While the epidemiological evidence shows that low back symptoms are commonly linked to physical demands of work, that does not necessary mean that low back pain is caused by work. Although, there is strong scientific evidence that physical demands of work can cause individual attacks of low back pain, overall that only accounts for a modest proportion of all low back pain occurring in workers. There is moderate scientific evidence that physical demands of work play only a minor role in the development of disc degeneration. There is strong epidemiological and clinical evidence that care seeking a disability due to low back pain depend more on complex individual and work-related psychological factors than on clinical features or physical demands of work.
Studies of mono psychotic trends show that low back aging changes are genetic with little influence of experience short of spine fracture and dislocation or perhaps being brought on earlier with smoking.
The authors of the ODG Guidelines quote several studies in support of their position on causality.

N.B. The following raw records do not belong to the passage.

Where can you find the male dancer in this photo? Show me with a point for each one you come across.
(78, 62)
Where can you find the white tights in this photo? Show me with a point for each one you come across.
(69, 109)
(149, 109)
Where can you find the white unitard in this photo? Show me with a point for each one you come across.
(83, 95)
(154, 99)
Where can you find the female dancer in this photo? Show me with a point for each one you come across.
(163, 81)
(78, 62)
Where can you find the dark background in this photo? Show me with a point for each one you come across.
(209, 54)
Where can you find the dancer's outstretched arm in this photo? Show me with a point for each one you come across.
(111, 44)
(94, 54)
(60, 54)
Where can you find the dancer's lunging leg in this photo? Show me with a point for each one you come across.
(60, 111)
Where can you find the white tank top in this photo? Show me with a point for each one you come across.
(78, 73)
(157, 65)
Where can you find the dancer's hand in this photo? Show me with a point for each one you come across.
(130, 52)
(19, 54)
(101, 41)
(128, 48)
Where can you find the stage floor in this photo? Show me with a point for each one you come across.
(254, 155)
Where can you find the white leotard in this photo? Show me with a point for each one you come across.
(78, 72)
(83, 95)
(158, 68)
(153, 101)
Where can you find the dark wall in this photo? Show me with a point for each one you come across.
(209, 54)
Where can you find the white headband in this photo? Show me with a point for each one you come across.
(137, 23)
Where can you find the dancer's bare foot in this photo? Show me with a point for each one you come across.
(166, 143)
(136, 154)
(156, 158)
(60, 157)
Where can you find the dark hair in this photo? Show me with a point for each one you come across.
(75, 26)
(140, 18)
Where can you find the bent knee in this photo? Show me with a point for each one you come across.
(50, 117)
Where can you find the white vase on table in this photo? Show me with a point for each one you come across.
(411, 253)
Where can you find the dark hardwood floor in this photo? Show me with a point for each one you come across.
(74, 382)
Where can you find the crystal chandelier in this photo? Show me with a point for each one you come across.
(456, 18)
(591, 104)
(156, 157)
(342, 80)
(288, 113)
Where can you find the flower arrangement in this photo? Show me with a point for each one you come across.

They note that although recent studies have shown that heredity is a dominant factor in disc degeneration, the common notion that occupational physical load is a major risk factor persists. The guidelines review a study that found that anthropometric parameters, including body weight and axial disc area, were more important in disc degeneration then physical activities at work and leisure time which had little or no influence on disc narrowing. They point out that on current views that all loading is detrimental to the spine, routine or repetitive loading may actually have a beneficial effect, delaying disc desiccation associated with aging.
They quote additional studies, including a recent metaanalysis was not able to find high-quality studies that satisfied more than three of the Bradford-Hill criteria for causation for either occupational bending or twisting in low back pain and the evidence suggested occupational bending and twisting in general is unlikely to be independently causative low back pain.
The guidelines point out that there is evidence that leisure time sport or exercise, and prolonged sitting/walking are not associated with low back pain. Evidence for associations with heavy physical work and working with one’s trunk in a bend and/or twisting position and low back is conflicting. The guidelines recommended utilizing the Bradford-Hill criteria as a guide in determining causation.
They present the Bradford-Hill criteria which includes the following:
Temporal relationship, meaning exposure always precedes the outcome and this is the only absolute essential criteria. They also note strength and state that the stronger the association the more likely it is causal but a small association does not mean that there is not a causally effect. Regarding dose response relationship, they state that an increasing amount of exposure increases the risk and that there is strong evidence for a causal relationship, but the absence of a dose response relationship does not rule out a causal relationship, as the example if a threshold exist above which a relationship may develop.
These criteria also include consistency, meaning that the association is consistent when results are replicated in studies in different settings using different methods. This would serve to strengthen the likelihood of an effect. Of a note, plausibility is another factor, in that the plausible mechanism between cause and effect is helpful, but they note that knowledge of the mechanism is limited by current knowledge.
Consideration of alternate explanation is always necessary to consider multiple hypotheses before making conclusions about causal relationships. They note that conditions can be altered by an appropriate experimental regimen and the hypotheses can be tested and this would be under the heading of experiment.
They suggested specificities as another criteria and this is established when a single putative cause produces a specific effect. This is the weakest of all criteria and absence of specificity in no way negates a causal relationship. They note that because outcomes are likely to have multiple factors influencing them, it is highly unlikely that a one-to-one cause effect relationship exists.
Their last point is coherence, in which they state that an association should be compatible with the existing theory of knowledge but the lack of laboratory evidence cannot nullify the epidemiologic effect on association.
They discuss the ODG causality likelihood and basing on raw data, causality likelihood indicates the benchmark percentage of total lost workdays that are occupational in nature. This indication may be used as an aid in evaluating causality, but any definitive determination requires detailed case specific analysis.
With respect to the issue of likelihood, they find that with intervertebral disc disorders, causality likelihood is under 5%. Regarding displacement of thoracic or lumbar intervertebral disc without myelopathy, causality likelihood is under 5%. For spinal stenosis other than cervical, causality likely is under 5%. They also say that under 5% as a causality likelihood also occurs with lumbago, sciatica, and thoracic or lumbosacral neuritis or radiculitis in addition to unspecified backache.
With respect to lumbar strain and sprain, causality likelihood is over 80%.
Editors note causality or causation, is the most contentious issue in Workers Compensation cases. It is usually a gray zone and frequently neither black nor white. Determination of causality requires a very detailed and careful history, and a thorough review of the medical records, in addition to a meticulous physical examination and a careful analysis of the imaging studies or any other diagnostic testing that would be appropriate.
This is one of the greatest challenges we have in spinal care and specifically in low back injuries, which are very frequently reported in the workplace.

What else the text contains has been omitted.